Que faire en cas d'incident ?

La conduite à tenir dépend du produit, de la quantité et du contexte. Néanmoins, quelques principes généraux s'appliquent.

En cas de déversement, il faut sécuriser la zone, éviter tout contact avec des matières combustibles, et utiliser des méthodes d'absorption compatibles. Les absorbants organiques classiques peuvent être inadaptés pour certains oxydants. Les procédures internes doivent préciser les kits de déversement recommandés, les EPI, et les modalités de collecte des déchets.

En cas d'incendie, il est crucial de considérer que la présence d'un comburant peut intensifier le feu. Les moyens d'extinction adaptés doivent être déterminés à l'avance via la FDS et l'analyse de risque. Les services de secours doivent être informés de la présence d'oxydants et des produits concernés. L'affichage des dangers, la tenue d'un inventaire et une organisation claire des stocks facilitent cette transmission d'information.

Bonnes pratiques pour une prévention durable

La prévention ne repose pas uniquement sur des règles écrites. Elle dépend de la cohérence entre organisation, aménagement, formation et contrôle. Mettre en place une cartographie des produits, définir des zones dédiées, standardiser l'étiquetage secondaire, et auditer régulièrement les stockages sont des leviers très efficaces.

Il est également pertinent de formaliser des règles simples et vérifiables : interdiction de stockage de cartons dans les zones d'oxydants, séparation physique avec les solvants, propreté obligatoire des bacs de rétention, et contrôle mensuel des contenants. Enfin, le choix d'une signalisation visible, homogène et conforme, notamment via le pictogramme comburant, renforce la culture sécurité en rendant le risque immédiatement identifiable sur le terrain.

Guide équipement de sécurité

Conclusion

Les produits comburants font partie des dangers chimiques souvent sous-estimés, car ils ne correspondent pas toujours à l'idée intuitive du « produit qui brûle ». Pourtant, leur capacité à alimenter et aggraver un incendie en fait un enjeu majeur de prévention, en particulier dans les environnements où cohabitent matières combustibles, solvants, emballages et activités de maintenance. L'identification correcte des oxydants, la compréhension de leurs incompatibilités, et la mise en œuvre de mesures de manipulation et de stockage adaptées permettent de réduire drastiquement les risques.
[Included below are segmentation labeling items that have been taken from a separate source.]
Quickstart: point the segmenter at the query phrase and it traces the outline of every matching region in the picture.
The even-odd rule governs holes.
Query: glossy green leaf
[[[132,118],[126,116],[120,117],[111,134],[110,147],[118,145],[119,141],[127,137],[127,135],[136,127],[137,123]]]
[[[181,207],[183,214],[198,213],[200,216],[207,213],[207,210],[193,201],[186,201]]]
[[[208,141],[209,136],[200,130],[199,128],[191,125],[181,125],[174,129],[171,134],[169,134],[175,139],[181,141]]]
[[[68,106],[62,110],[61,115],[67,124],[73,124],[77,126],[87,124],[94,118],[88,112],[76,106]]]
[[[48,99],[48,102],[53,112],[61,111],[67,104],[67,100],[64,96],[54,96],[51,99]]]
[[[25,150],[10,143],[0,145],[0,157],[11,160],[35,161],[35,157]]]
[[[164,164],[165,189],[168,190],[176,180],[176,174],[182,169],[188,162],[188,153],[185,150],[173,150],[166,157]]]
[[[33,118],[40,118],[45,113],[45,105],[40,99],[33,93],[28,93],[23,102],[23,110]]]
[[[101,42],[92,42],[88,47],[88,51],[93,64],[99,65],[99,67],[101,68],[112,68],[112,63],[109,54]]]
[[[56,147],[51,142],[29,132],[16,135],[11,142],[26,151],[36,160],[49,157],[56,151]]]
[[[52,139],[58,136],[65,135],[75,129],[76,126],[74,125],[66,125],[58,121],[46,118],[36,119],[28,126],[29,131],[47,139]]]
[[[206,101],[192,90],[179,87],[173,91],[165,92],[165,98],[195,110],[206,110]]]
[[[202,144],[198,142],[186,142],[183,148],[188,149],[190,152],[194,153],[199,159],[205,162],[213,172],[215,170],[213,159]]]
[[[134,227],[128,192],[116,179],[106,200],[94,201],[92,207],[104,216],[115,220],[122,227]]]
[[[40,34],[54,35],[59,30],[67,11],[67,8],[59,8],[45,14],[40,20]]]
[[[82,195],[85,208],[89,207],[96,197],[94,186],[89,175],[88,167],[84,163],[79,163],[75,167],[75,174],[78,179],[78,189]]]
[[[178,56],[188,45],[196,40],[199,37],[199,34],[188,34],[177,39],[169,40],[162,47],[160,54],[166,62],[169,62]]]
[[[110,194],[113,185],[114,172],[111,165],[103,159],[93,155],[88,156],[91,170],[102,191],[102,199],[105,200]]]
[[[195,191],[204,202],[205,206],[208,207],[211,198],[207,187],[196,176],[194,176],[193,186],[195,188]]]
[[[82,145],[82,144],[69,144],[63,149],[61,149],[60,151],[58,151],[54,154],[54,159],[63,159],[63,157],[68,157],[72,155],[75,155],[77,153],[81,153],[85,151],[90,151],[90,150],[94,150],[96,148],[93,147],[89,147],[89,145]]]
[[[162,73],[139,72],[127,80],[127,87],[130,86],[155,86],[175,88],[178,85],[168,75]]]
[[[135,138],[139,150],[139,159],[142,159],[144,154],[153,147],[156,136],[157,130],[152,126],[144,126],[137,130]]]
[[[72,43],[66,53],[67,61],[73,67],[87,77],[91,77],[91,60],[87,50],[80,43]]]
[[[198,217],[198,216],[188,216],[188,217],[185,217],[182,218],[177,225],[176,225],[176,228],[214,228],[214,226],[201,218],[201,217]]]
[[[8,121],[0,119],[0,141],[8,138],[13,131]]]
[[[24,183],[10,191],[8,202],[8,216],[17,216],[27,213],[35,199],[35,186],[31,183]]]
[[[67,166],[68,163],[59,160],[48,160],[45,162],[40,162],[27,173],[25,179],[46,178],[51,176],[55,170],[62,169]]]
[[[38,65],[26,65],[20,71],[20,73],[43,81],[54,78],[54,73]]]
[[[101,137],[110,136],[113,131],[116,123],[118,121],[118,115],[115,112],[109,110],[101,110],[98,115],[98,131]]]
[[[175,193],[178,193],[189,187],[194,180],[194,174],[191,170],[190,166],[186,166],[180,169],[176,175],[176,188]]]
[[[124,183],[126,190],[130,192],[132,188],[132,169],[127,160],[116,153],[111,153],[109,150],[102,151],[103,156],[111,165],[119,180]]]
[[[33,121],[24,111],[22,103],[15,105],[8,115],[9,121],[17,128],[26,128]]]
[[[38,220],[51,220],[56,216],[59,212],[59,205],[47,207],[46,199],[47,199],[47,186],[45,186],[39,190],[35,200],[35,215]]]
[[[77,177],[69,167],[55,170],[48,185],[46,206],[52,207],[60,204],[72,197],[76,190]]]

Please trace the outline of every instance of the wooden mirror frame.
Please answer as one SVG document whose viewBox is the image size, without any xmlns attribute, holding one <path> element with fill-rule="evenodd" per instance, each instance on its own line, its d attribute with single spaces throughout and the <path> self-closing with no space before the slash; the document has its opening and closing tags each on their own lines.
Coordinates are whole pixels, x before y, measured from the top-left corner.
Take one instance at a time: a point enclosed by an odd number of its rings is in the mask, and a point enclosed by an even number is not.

Pour sécuriser efficacement les pratiques, il est recommandé d'agir sur plusieurs axes : formation, procédures, propreté, séparation des stockages, compatibilité des matériels et signalisation. Dans ce cadre, l'affichage clair du pictogramme comburant constitue un outil simple et concret pour soutenir la prévention au quotidien et fiabiliser les comportements, en particulier dans les zones où les erreurs d'identification et les mélanges accidentels peuvent avoir des conséquences graves.